That's the thing, there are so many beautiful places I look for words like "breathtaking" to get ideas for future trips! Have read great things about Cuetzalan, but such a place surrounded by breathtaking mountains moves it way up on the priority list. Thanks!


----------



## sparks (Jun 17, 2007)

Don't forget the Michoacan coast. I've driven it in both directions and it's some of the prettiest country I've seen


----------



## citlali (Mar 4, 2013)

Any place on the coast you recommend staying at?


----------



## sparks (Jun 17, 2007)

Caleta de Campos on south end and San Juan de Alima on the north end are the most civilized. Also stayed in Playa Azul near Lazaro which has a number of hotels but beach is not as pretty. Others are beautiful but more primitive. 


Michoacan Coast

Playa Azul

Playa La Ticla


----------



## vantexan (Sep 4, 2011)

citlali said:


> The phtos of Tolantongo make the fall look very "managed", looks like a fun water park, is it what it is?
> Agua Azul is a magnificent wild beautiful waterfall , unfortunately the natural beauty of its banks has been ruined by the ejido that is managing the land. It is an incredible shame that the ejido is letting all these crappy tourists post so close to it, it sure destroys the charm of it.
> Places like Misol - Ha, Las Nubes, el Chiflón , the lakes of Montebello and many other sites that have been left in their natural state are much more to my liking.
> 
> ...


If you didn't read it already, a unique feature of Tolantongo is the river comes out of the mountain there, and is warm due to underground volcanic activity. The water is highly mineralized, which gives it the aquamarine color. The falls in the shallow cave is natural too.


----------



## citlali (Mar 4, 2013)

Now you are talking warm water!! the color of the water is pretty typical of what the rivers in the jungle in Chiapas look like during the dry season, it is beautiful. But warm on top of it, now I have to go..


----------



## Anonimo (Apr 8, 2012)

> I tried to go once but got discouraged by the dirt, should I say talcum road?

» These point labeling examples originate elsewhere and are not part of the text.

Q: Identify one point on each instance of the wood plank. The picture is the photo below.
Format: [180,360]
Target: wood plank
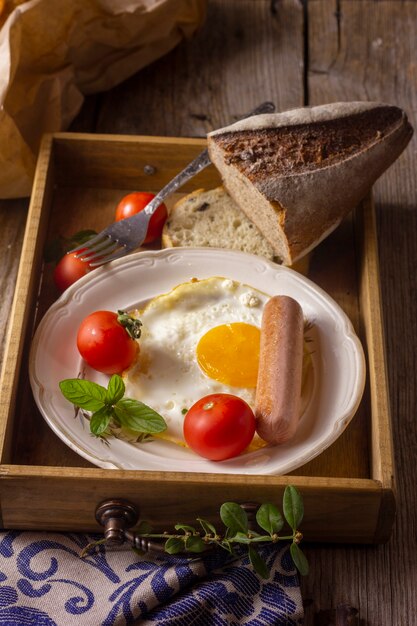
[51,499]
[366,51]
[12,225]
[243,55]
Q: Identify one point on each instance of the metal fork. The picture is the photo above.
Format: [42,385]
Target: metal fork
[122,237]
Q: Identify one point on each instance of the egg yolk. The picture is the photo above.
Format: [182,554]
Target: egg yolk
[229,353]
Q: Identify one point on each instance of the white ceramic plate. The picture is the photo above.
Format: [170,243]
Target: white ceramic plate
[335,389]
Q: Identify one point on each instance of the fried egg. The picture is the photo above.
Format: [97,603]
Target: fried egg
[200,338]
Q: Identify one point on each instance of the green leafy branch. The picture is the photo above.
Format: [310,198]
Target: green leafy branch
[189,539]
[109,408]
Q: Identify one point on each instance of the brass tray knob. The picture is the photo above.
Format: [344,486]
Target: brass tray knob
[117,516]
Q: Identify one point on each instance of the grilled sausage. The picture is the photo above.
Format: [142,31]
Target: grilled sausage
[278,391]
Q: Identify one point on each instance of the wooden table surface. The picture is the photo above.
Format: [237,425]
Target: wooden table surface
[300,53]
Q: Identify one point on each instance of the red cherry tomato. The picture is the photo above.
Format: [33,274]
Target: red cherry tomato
[134,203]
[219,426]
[105,344]
[68,270]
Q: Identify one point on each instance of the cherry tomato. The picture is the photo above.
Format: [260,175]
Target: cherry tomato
[219,426]
[68,270]
[105,344]
[134,203]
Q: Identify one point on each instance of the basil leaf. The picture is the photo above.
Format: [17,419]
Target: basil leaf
[100,420]
[84,393]
[299,558]
[208,528]
[186,528]
[293,507]
[234,517]
[269,518]
[115,389]
[258,563]
[195,544]
[174,545]
[139,417]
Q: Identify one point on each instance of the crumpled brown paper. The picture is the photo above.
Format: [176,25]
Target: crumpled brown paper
[52,53]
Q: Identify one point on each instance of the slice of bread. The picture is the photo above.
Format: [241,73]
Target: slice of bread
[212,219]
[297,174]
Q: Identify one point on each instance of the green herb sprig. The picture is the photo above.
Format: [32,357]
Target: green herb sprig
[189,539]
[109,408]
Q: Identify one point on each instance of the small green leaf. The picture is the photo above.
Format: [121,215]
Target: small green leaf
[234,517]
[84,393]
[115,389]
[194,543]
[293,507]
[299,558]
[173,545]
[240,537]
[100,420]
[258,563]
[226,545]
[185,528]
[269,518]
[139,417]
[208,528]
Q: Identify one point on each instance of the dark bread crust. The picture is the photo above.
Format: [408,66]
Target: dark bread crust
[308,167]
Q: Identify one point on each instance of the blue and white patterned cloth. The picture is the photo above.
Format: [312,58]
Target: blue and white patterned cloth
[44,581]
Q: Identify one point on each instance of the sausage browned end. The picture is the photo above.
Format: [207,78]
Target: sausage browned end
[278,390]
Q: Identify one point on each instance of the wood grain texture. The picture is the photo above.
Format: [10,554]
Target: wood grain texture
[355,49]
[367,50]
[247,52]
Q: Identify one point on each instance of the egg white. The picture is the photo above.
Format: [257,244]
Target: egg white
[166,375]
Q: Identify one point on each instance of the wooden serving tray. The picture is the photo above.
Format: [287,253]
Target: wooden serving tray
[348,490]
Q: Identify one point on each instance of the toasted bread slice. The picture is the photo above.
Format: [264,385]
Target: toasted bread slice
[212,219]
[297,174]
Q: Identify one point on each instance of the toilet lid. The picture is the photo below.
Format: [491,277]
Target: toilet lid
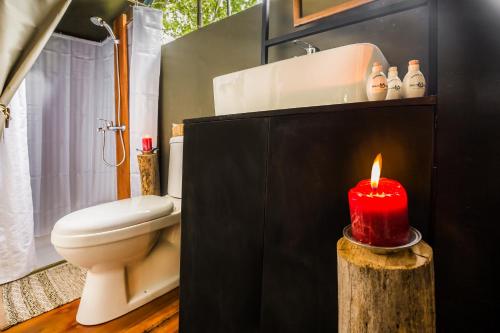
[114,215]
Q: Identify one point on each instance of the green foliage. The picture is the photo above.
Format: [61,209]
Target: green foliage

It's dusty, but it's worth it.


----------



## citlali (Mar 4, 2013)

How long do you have to drive on the dirt road?


----------



## gwizzzzz (Apr 21, 2013)

Great pictures

Thx Gwizzzz


----------



## Anonimo (Apr 8, 2012)

citlali said:


> How long do you have to drive on the dirt road?


Maybe 20 to 30 minutes, depending on how you feel about hairpin curves over precipices. It always seems less scary, coming up.


----------



## Anonimo (Apr 8, 2012)

citlali said:


> Now you are talking warm water!! the color of the water is pretty typical of what the rivers in the jungle in Chiapas look like during the dry season, it is beautiful. But warm on top of it, now I have to go..



It's managed, it's true, but it's managed well, for the most part.


----------



## citlali (Mar 4, 2013)

It looks like a fun place to take kids and relax in one of these warm pools.


----------